Christopher Long
Christopher Long

Reputation: 904

Is there an easy way to check if a website has an SSL certificate

Using urllib2/SSL?

I have a large list of domains, and it would be useful to know if any had ssl certs that I wasn't aware of.

Upvotes: 2

Views: 4315

Answers (1)

Ricardo Altamirano
Ricardo Altamirano

Reputation: 15198

I'm not sure about using urllib2. Unfortunately, the closest information I can find on this is this link and the associated code:

import socket
import ssl

HOST = "www.google.com"
PORT = 443

# replace HOST name with IP, this should fail connection attempt
HOST = socket.getaddrinfo(HOST, PORT)[0][4][0]
print(HOST)

# create socket and connect to server
# server address is specified later in connect() method
sock = socket.socket()
sock.connect((HOST, PORT))

# wrap socket to add SSL support
sock = ssl.wrap_socket(sock,
  # flag that certificate from the other side of connection is required
  # and should be validated when wrapping 
  cert_reqs=ssl.CERT_REQUIRED,
  # file with root certificates
  ca_certs="cacerts.txt"
)

# security hole here - there should be an error about mismatched host name
# manual check of hostname
cert = sock.getpeercert()
for field in cert['subject']:
  if field[0][0] == 'commonName':
    certhost = field[0][1]
    if certhost != HOST:
      raise ssl.SSLError("Host name '%s' doesn't match certificate host '%s'"
                         % (HOST, certhost))
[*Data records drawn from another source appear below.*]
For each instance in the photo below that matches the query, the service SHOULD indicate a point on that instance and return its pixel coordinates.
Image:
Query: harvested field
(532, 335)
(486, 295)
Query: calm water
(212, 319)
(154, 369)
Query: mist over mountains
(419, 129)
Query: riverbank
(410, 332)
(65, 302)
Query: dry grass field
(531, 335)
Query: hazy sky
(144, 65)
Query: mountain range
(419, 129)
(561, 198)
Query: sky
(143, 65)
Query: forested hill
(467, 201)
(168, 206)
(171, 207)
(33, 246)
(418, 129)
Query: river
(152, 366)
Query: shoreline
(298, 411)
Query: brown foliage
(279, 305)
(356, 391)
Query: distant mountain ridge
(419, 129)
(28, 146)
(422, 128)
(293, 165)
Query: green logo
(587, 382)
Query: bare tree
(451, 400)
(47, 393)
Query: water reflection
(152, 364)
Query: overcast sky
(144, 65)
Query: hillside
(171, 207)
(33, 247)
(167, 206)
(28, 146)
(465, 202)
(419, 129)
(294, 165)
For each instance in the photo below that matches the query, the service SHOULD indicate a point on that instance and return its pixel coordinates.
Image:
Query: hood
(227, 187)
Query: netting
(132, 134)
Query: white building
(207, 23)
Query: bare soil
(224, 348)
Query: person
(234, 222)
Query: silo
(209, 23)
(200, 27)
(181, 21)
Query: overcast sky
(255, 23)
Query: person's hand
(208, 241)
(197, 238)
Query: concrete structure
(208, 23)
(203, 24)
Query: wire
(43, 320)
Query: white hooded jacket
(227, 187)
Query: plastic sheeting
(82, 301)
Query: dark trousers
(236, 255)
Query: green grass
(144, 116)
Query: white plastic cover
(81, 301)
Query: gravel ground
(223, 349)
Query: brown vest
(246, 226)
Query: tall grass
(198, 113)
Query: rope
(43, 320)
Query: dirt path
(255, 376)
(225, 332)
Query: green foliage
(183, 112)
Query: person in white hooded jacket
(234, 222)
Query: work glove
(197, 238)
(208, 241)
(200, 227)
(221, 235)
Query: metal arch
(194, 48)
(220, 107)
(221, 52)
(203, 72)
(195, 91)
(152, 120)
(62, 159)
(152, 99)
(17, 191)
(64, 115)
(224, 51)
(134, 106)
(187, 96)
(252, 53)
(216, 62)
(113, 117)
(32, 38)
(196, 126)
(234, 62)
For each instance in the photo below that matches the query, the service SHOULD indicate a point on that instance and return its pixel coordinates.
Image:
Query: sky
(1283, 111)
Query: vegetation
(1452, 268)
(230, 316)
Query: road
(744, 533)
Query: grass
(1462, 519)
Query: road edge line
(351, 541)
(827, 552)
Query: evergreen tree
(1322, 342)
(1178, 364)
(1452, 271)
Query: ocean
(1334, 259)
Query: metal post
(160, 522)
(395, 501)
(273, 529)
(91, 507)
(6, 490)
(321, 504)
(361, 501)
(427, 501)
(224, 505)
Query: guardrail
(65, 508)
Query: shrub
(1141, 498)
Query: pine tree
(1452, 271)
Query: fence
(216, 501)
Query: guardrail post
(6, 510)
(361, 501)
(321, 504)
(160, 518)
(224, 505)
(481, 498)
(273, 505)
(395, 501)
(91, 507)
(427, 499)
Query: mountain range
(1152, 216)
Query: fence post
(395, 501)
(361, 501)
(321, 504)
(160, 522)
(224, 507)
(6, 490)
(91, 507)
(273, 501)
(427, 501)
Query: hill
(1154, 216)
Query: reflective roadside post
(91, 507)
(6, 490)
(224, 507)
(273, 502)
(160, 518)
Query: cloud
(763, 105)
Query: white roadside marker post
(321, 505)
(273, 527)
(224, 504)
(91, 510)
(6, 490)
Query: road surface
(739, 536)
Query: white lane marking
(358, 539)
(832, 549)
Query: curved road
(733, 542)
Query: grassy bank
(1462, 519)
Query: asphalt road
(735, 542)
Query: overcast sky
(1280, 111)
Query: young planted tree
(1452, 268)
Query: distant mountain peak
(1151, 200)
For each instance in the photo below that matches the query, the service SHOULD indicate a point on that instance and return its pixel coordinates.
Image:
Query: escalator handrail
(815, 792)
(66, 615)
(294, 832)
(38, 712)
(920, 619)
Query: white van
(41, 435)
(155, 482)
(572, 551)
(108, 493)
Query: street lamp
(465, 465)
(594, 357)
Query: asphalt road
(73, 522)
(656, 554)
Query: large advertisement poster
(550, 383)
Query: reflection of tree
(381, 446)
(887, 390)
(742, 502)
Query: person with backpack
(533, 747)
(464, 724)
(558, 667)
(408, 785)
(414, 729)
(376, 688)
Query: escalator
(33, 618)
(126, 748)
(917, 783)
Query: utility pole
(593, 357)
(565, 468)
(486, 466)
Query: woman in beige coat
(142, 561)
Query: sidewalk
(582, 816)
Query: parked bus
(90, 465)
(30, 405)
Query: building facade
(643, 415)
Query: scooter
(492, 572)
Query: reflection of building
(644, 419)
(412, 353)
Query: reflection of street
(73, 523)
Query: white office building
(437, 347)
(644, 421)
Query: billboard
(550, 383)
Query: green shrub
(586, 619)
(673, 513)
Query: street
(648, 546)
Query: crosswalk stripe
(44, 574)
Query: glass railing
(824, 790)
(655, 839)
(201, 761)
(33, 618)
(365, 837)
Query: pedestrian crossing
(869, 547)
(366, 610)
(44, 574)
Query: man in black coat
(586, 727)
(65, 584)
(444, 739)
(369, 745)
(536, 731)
Although the comments in the file are fairly extensive, the wiki in the first link also lists these instructions:

To validate that a certificate matches requested site, you need to check commonName field in the subject of the certificate. This information can be accessed with getpeercert() method of wrapped socket.

You will need cacerts.txt file that contains root certificates placed alongside the script - see below how to get an updated list. To check that certificate validation works - use https://www.debian-administration.org/ in HOST name. This site's certificate is not signed by any root certificates from cacerts.txt, so you will get an error.

You could look into the pyopenssl module as well, since according to the first link I posted, it can be used to validate SSL certificates in this way:

import socket
from OpenSSL import SSL

HOST = "www.google.com"
PORT = 443

# replace HOST name with IP, this should fail connection attempt,
# but it doesn't by default
HOST = socket.getaddrinfo(HOST, PORT)[0][4][0]
print(HOST)

# uses HOST
def verify_cb(conn, x509, errno, errdepth, retcode):
  """
  callback for certificate validation
  should return true if verification passes and false otherwise
  """
  if errno == 0:
    if errdepth != 0:
      # don't validate names of root certificates
      return True
    else:
      if x509.get_subject().commonName != HOST:
        return False
  else:
    return False

context = SSL.Context(SSL.SSLv23_METHOD)
context.set_verify(SSL.VERIFY_PEER | SSL.VERIFY_FAIL_IF_NO_PEER_CERT, verify_cb)
context.load_verify_locations("cacerts.txt")

# create socket and connect to server
sock = socket.socket()
sock = SSL.Connection(context, sock)
sock.connect((HOST, PORT))
sock.do_handshake()

According to the documentation in the first link, you will need the latest certificate versions from here for these examples.